Siria, continuano i massacri nonostante l’ultimatum Onu

ROMA – A tre giorni dall’ultimatum fissato dall’Onu per il disimpegno militare in Siria e il cessate il fuoco entro le 48 ore successive, non si ferma la repressione del regime con nuovi scontri tra militari e disertori che hanno lasciato sul terreno oltre 130 morti. E mentre il segretario generale delle Nazioni Unite Ban Ki-moon condanna i nuovi attacchi lanciati da Damasco contro le città ribelli, sale a oltre 24 mila il numero dei profughi accolti in Turchia. Un vero e proprio bagno di sangue, denunciano gli attivisti dell’Osservatorio siriano dei diritti umani e il Consiglio rivoluzionario siriano, una piattaforma di oppositori al regime. Stando a quanto scrive la tv satellitare al Arabiya online le vittime solo oggi sono 133, oltre la metà civili.
La maggior parte dei bombardamenti da parte delle forze del regime si è concentrata nella regione di Hama (centro), mentre è Latamna la città più colpita. Altri testimoni parlano di decine di civili massacrati a Homs, nel quartiere di Deir Baalba.
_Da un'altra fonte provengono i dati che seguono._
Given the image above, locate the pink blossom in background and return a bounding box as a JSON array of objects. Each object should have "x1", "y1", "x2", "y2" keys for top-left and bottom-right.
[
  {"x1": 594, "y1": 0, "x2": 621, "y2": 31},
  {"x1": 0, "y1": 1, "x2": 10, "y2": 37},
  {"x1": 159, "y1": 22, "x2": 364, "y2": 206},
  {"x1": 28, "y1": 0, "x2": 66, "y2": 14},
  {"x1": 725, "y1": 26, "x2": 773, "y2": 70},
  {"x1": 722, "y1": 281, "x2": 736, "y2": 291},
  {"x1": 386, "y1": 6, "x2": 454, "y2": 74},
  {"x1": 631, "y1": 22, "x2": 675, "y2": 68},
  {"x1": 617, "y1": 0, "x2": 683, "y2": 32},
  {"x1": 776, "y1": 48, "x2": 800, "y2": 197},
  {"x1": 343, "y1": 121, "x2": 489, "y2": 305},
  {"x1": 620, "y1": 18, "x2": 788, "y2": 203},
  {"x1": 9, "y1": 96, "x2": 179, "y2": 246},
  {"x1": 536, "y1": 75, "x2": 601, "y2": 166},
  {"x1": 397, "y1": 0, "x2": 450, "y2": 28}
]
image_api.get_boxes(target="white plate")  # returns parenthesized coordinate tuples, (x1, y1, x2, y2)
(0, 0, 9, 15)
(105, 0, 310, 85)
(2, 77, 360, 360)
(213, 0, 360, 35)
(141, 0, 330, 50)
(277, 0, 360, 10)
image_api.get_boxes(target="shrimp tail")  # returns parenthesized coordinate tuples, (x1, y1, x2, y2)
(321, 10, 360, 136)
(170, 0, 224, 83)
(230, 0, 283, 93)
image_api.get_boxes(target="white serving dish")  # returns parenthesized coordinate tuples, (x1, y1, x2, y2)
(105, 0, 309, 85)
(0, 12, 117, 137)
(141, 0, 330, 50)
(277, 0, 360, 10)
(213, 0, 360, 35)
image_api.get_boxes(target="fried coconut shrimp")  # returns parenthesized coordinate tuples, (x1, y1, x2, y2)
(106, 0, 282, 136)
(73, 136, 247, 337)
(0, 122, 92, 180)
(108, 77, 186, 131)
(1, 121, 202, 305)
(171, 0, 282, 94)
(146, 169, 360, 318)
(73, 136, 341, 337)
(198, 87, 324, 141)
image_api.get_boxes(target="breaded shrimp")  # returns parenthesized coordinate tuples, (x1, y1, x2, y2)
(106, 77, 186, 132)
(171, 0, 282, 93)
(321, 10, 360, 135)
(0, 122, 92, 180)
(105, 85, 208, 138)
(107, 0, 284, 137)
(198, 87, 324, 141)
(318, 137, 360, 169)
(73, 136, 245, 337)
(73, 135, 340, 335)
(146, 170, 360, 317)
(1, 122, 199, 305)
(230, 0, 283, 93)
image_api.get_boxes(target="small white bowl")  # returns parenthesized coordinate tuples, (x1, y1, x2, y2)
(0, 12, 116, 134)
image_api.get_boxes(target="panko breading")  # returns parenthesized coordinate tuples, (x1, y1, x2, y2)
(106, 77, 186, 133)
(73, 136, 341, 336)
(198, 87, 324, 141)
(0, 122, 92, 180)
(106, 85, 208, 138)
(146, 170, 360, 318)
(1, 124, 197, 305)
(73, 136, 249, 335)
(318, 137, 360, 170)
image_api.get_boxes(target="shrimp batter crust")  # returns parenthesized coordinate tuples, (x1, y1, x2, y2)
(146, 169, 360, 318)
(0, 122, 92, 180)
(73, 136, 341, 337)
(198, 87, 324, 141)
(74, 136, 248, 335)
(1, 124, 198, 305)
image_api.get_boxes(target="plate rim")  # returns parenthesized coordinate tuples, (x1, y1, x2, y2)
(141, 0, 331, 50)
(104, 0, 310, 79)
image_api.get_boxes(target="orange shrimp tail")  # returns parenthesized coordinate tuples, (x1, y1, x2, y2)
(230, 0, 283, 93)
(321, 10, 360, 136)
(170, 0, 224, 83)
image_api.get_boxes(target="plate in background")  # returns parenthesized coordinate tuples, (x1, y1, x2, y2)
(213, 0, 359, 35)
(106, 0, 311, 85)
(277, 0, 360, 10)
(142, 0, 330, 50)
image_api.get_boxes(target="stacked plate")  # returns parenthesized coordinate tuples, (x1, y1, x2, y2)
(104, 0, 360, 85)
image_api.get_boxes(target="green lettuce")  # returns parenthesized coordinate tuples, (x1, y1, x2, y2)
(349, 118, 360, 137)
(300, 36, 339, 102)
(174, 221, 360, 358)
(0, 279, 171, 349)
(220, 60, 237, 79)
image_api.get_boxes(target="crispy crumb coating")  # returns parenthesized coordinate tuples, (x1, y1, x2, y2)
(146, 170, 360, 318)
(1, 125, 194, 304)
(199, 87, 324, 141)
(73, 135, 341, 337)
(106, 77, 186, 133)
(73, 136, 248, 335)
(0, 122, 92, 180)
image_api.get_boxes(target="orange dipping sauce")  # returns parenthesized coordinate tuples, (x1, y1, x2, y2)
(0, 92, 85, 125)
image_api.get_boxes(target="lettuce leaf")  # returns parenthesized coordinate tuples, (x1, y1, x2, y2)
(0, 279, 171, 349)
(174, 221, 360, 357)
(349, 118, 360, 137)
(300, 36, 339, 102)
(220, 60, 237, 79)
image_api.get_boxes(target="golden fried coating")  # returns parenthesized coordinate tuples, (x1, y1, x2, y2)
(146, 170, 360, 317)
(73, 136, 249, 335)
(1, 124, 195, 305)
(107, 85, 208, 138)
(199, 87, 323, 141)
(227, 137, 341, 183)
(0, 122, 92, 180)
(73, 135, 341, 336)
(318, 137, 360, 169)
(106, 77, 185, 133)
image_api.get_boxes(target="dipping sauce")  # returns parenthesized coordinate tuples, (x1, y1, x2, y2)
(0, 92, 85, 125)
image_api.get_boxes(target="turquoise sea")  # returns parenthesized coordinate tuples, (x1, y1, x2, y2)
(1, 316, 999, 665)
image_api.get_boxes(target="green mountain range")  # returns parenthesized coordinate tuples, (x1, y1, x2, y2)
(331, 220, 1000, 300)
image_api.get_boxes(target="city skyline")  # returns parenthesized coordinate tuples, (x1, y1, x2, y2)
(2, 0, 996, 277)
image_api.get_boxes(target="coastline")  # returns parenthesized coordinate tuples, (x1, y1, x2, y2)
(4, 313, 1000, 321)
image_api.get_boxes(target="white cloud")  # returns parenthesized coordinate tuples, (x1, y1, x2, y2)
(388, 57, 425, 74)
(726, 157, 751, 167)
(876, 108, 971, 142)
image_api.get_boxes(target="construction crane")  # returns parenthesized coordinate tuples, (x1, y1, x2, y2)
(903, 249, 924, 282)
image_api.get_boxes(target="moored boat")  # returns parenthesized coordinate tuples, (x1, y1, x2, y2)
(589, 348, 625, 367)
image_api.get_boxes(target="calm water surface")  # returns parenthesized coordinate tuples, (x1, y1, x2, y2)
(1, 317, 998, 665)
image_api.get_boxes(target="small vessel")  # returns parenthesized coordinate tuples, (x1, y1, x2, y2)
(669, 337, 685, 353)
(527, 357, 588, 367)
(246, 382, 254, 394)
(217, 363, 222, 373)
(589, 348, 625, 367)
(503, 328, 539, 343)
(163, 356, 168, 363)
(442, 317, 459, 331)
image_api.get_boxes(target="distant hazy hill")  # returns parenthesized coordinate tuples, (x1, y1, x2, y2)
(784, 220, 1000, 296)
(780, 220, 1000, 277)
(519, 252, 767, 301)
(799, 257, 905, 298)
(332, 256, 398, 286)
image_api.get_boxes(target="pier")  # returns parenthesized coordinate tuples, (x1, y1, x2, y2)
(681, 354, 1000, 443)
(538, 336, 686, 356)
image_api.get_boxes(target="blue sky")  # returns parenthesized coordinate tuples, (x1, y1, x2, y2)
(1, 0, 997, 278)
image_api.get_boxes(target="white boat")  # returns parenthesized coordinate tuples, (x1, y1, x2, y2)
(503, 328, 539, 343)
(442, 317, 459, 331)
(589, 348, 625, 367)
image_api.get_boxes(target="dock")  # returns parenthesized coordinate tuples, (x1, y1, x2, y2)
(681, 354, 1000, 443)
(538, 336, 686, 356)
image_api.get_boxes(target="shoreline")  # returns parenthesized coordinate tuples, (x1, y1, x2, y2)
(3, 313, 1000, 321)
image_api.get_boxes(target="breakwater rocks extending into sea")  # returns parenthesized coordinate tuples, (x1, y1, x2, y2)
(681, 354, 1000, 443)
Attivisti riferiscono alla Reuters di strade ”ricoperte di sangue”. Molte vittime sono ”giovani o uomini di mezza età, alcuni con le mani legate dietro alla schiena e con gli occhi bendati”. Diversi corpi mostrano ”segni di tortura”, e forse in passato potrebbero essere stati arrestati, riferisce Saleem Qabbani, che fa parte di un coordinamento di oppositori, ”ma non avendo i documenti non è facile capire chi siano veramente”.
Da New York è duro il monito del segretario generale dell’Onu che ”condanna” i nuovi attacchi del regime e afferma che queste azioni ”violano” la posizione del Consiglio di sicurezza dell’Onu. La promessa del presidente Bashar al Assad di cessare le operazioni militari entro il 10 ”non può essere un pretesto per continuare ad uccidere”, continua Ban, preoccupato per il rapido deterioramento della situazione umanitaria, che riguarda più di un milione di persone. Il documento approvato il 5 aprile dal Consiglio di Sicurezza Onu chiede che Damasco rispetti immediatamente, e non oltre il 10 aprile prossimo l’impegno assunto sul disimpegno militare, l’interruzione dell’uso di armi e il ritiro delle truppe dai centri abitati.
I Quindici membri del Consiglio di sicurezza invitano inoltre tutte le parti in Siria, compresa l’opposizione, a un cessate il fuoco entro le 48 successive al termine ultimo. Intanto con l’arrivo di quasi 700 persone, sale a 24.324 il numero dei profughi siriani accolti al momento in Turchia, stando alla Protezione civile turca (Afad). Tra ieri e oggi, precisa l’ufficio per la gestione dei disastri e delle emergenze della presidenza del Consiglio turca, sono entrati in Turchia 699 siriani mentre 102 hanno fatto ritorno in patria. Calcolando anche i ritorni, sono stati 38.398 gli ingressi in territorio turco dall’inizio della crisi provocata dalla repressione dei movimenti di protesta contro il regime in Siria.
E mentre continua la mattanza oggi a Damasco si è celebrato il 65esimo anniversario della nascita del partito Baath al potere in Siria. Migliaia di persone si sono radunate al centro di Damasco, secondo la France Presse, sventolando bandiere della Siria e del partito, oltre a ritratti del presidente Assad, mentre venivano intonate canzoni patriottiche. ”Dio, la Siria, Bashar è tutto”, ”Shabbiha (miliziani del regine, ndr), a vita, per te Assad”, scandeva la folla.”L’hanno chiamata rivoluzione e hanno massacrato gli uomini”, ha urlato una giovane donna riferendosi ai ribelli.